Incursión corporativa
Teniendo en cuenta el panorama descrito, “las instituciones y las empresas no pueden evitar ya el problema”, dice el portavoz de HackerOne, “la única forma de defenderse ante un posible ciberataque es hackearse a sí mismo. Las empresas deben incorporar la resiliencia en su ADN; y lo cierto es que solo se es resiliente cuando se ha probado la misma metodología que emplea el adversario". Precisamente esto evidencia la incursión de los hackers en el ecosistema corporativo. Así, de cara al futuro, Mercer incide en dos cuestiones. "Las empresas tienen que capacitar totalmente a su personal para entender las nuevas tecnologías y los modelos de amenaza”. Otra lección es que, a medida que se acelera el desarrollo de software, hay que acelerar la seguridad. “Un pentest anual no es suficiente. No contratarías a un guardia de seguridad para tu oficina durante un día al año si está abierta 365”, apunta con sorna.

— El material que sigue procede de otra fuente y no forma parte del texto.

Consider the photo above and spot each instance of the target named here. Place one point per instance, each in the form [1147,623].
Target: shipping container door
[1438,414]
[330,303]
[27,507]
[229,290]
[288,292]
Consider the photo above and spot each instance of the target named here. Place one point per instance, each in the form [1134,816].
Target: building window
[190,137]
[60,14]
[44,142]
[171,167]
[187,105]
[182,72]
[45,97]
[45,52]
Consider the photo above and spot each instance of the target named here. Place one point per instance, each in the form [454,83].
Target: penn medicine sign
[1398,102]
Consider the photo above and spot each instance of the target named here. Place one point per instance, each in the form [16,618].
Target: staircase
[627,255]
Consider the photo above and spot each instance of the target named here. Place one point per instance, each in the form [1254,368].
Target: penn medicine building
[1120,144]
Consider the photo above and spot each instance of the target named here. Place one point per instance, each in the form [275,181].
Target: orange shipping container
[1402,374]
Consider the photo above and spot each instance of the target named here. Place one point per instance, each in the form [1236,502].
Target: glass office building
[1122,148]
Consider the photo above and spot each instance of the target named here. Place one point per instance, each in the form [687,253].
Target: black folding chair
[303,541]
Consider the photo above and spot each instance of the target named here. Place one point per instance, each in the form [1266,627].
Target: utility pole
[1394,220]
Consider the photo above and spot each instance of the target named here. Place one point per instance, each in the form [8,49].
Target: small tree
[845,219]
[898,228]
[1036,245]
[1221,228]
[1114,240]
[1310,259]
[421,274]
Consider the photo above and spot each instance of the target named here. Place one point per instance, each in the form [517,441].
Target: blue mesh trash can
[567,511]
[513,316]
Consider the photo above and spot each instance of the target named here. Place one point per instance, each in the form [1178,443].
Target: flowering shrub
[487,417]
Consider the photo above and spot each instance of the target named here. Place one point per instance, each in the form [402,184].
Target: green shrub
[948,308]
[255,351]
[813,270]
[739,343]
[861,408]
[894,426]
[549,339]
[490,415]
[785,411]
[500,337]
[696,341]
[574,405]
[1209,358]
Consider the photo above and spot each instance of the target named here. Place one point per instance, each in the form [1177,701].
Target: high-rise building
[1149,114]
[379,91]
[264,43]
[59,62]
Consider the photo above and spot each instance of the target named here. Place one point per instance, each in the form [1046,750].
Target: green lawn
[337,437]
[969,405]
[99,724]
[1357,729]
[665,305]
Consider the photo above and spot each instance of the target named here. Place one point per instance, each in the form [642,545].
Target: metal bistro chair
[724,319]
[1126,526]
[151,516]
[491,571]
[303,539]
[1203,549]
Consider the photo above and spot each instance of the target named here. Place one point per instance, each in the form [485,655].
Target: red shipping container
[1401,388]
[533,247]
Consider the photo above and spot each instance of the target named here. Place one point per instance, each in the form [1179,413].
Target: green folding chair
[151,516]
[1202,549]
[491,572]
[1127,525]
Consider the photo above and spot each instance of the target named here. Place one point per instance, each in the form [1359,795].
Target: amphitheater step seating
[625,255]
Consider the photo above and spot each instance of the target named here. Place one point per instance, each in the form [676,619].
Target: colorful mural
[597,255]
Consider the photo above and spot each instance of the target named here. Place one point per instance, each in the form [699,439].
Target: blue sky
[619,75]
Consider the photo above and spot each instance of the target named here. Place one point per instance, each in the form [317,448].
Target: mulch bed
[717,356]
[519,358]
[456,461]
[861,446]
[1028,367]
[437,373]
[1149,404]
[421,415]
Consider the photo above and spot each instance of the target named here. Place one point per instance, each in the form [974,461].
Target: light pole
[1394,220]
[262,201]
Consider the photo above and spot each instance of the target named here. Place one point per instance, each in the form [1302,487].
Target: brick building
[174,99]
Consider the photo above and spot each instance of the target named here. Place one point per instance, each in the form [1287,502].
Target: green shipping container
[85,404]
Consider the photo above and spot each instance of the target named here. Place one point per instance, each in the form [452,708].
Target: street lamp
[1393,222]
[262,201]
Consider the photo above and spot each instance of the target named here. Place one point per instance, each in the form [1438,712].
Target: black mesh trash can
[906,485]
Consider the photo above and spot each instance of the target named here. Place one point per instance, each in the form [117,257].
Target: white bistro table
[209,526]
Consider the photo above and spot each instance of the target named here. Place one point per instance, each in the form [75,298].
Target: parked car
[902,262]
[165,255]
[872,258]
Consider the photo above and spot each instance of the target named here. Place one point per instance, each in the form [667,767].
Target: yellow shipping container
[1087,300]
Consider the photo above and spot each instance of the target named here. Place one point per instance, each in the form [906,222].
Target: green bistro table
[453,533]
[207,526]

En la actualidad, la actitud hacia los hackers está cambiando, “cada vez más organizaciones utilizan los conocimientos de esta comunidad para protegerse mejor”. En este sentido, detalla Ramírez, las compañías pasan a engrosar sus filas con personas con un perfil hacker dotadas con habilidades de pensamiento lateral y capacidad de ver las cosas, los procesos, de una manera diferente a como las percibe el status quo”. Como consecuencia no es de extrañar que el fundador de RootedCon tilde su valor en una organización de “esencial”. Para desarrollar su actividad, apostilla Ramírez, los hackers se apoyan en diferentes herramientas. “La primera y más importante, en su capacidad de entender el mundo como no mucha gente lo hace. Esto es lo que aporta poder verdaderamente para detectar vulnerabilidades en personas, procesos, tecnologías o en la sociedad”. Además de esto, hay distintas herramientas especializadas en función del objetivo a conseguir: herramientas de OSINT, de explotación de vulnerabilidades, generación de malware, control remoto… “¡Todo vale!”.

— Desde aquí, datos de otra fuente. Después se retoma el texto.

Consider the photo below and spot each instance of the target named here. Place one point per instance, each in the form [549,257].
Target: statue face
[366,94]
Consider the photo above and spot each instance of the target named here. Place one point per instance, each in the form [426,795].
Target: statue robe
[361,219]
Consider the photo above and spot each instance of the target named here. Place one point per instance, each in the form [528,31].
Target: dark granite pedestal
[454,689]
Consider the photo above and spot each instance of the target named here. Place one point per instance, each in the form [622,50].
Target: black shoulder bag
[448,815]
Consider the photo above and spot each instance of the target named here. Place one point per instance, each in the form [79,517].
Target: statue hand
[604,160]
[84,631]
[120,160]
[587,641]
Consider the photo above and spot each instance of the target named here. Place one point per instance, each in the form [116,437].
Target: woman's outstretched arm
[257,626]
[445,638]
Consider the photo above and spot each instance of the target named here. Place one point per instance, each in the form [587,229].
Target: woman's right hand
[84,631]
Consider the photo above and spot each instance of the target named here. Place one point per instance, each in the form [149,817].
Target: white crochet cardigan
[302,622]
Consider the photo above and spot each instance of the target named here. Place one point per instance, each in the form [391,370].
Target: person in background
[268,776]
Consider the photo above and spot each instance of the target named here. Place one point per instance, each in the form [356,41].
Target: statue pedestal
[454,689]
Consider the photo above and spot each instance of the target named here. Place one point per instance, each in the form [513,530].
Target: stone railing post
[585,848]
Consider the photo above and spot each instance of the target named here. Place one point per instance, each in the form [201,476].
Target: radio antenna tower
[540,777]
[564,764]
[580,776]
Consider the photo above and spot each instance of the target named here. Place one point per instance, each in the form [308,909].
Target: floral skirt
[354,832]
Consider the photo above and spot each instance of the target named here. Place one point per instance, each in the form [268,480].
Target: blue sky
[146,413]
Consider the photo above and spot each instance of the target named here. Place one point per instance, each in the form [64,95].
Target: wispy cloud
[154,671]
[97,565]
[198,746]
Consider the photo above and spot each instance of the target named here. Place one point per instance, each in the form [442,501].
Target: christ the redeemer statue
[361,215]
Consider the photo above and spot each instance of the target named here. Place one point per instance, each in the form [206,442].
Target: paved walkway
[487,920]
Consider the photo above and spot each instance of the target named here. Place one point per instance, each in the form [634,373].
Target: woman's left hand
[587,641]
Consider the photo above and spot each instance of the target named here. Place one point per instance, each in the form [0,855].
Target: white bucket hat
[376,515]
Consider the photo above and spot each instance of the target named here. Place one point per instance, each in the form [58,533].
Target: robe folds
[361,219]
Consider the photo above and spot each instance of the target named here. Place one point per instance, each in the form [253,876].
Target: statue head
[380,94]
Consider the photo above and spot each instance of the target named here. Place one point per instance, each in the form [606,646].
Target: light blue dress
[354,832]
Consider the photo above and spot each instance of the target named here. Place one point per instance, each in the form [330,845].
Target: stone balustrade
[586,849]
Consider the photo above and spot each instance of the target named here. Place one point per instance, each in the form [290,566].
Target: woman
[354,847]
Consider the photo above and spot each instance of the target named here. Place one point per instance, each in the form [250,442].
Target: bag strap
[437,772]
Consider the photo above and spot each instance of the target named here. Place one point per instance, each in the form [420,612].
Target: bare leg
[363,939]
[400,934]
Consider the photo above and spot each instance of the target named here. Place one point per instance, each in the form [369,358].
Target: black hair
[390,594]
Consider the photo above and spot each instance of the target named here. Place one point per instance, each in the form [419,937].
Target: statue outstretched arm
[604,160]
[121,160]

"Las empresas deben incorporar la resiliencia en su ADN; y lo cierto es que solo se es resiliente cuando se ha probado la misma metodología que emplea el adversario"
Desafío a la vista
Las amenazas, dice Ramírez, crecen, algo “perceptible de manera tangible. Todos los días en el entorno de la empresa lo podemos verificar”. Sin embargo, “el salario medio y el más frecuente no suben sensiblemente”, lo que se convierte en un reto para el mañana. “En la actualidad todos somos sensibles y conscientes de las amenazas excepto cuando hay que pagar los salarios necesarios para perfiles altamente especializados como el de los hackers”. Esto, continúa, genera disonancia cognitiva: “La amenaza es muy real, muy crítica, la pérdida empresarial es muy alta, pero no queremos pagar la cobertura a un experto”. Sin lugar a dudas, este es, para el experto, uno de los principales “problemas” a resolver.
"La automatización y la IA no pueden suplir la creatividad que un atacante humano comprometido con hacerte daño puede desplegar"

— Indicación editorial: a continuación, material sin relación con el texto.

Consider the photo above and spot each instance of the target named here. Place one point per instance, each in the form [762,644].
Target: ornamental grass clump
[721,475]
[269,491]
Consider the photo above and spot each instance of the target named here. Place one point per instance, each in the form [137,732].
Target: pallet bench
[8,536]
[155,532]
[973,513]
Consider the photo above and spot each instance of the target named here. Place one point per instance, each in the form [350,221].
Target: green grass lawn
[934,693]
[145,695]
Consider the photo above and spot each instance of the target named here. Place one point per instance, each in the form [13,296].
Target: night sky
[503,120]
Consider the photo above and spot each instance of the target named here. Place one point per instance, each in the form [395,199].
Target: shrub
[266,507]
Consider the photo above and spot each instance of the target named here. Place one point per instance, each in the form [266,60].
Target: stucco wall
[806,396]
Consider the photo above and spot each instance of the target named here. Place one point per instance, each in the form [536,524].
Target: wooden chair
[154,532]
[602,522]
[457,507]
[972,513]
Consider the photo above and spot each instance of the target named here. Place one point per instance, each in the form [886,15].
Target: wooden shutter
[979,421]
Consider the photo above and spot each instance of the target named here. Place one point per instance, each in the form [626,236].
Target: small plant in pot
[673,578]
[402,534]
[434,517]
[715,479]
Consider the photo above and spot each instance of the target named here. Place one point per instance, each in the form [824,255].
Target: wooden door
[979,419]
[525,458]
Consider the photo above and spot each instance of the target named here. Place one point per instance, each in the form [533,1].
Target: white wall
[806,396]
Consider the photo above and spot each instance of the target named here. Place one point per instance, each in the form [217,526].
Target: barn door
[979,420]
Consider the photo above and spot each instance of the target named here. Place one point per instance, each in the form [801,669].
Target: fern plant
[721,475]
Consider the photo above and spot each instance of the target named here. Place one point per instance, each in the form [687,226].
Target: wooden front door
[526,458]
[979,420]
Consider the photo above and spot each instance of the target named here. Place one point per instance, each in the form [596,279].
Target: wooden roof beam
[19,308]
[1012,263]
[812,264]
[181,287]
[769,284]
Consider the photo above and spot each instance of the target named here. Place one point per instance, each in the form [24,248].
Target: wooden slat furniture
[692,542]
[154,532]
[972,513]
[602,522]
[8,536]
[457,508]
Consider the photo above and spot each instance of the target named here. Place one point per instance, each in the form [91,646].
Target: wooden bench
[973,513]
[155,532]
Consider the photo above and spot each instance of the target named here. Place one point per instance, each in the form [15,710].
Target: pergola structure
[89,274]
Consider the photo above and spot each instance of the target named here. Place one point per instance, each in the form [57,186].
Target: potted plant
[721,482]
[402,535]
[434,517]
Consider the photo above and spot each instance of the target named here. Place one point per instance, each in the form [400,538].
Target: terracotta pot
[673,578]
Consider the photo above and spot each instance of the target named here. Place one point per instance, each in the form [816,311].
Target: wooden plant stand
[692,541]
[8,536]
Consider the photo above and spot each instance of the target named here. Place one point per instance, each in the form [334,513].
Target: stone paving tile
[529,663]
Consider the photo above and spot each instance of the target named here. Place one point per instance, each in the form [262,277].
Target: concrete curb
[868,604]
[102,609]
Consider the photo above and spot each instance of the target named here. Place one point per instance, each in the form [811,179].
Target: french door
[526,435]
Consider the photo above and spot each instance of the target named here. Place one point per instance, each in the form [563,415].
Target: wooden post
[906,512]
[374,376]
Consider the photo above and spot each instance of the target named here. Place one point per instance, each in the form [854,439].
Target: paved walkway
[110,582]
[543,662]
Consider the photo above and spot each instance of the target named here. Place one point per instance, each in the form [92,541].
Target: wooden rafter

Así, el experto insta a tomar cartas en el asunto ya, dado que “muchos de los mejores profesionales optan por no trabajar con empresas españolas y prefieren hacerlo para compañías extranjeras que, además, les pagan muy bien”. “Si no resolvemos esto, la amenaza seguirá creciendo e impactando, generando una mayor pérdida de valor empresarial, pero en paralelo nos iremos descapitalizando de talento”, lamenta. Y aunque hay una esperanza de la comunidad empresarial depositada en la automatización y la inteligencia artificial, “la tecnología no puede suplir la creatividad que un atacante humano comprometido con hacerte daño puede desplegar”.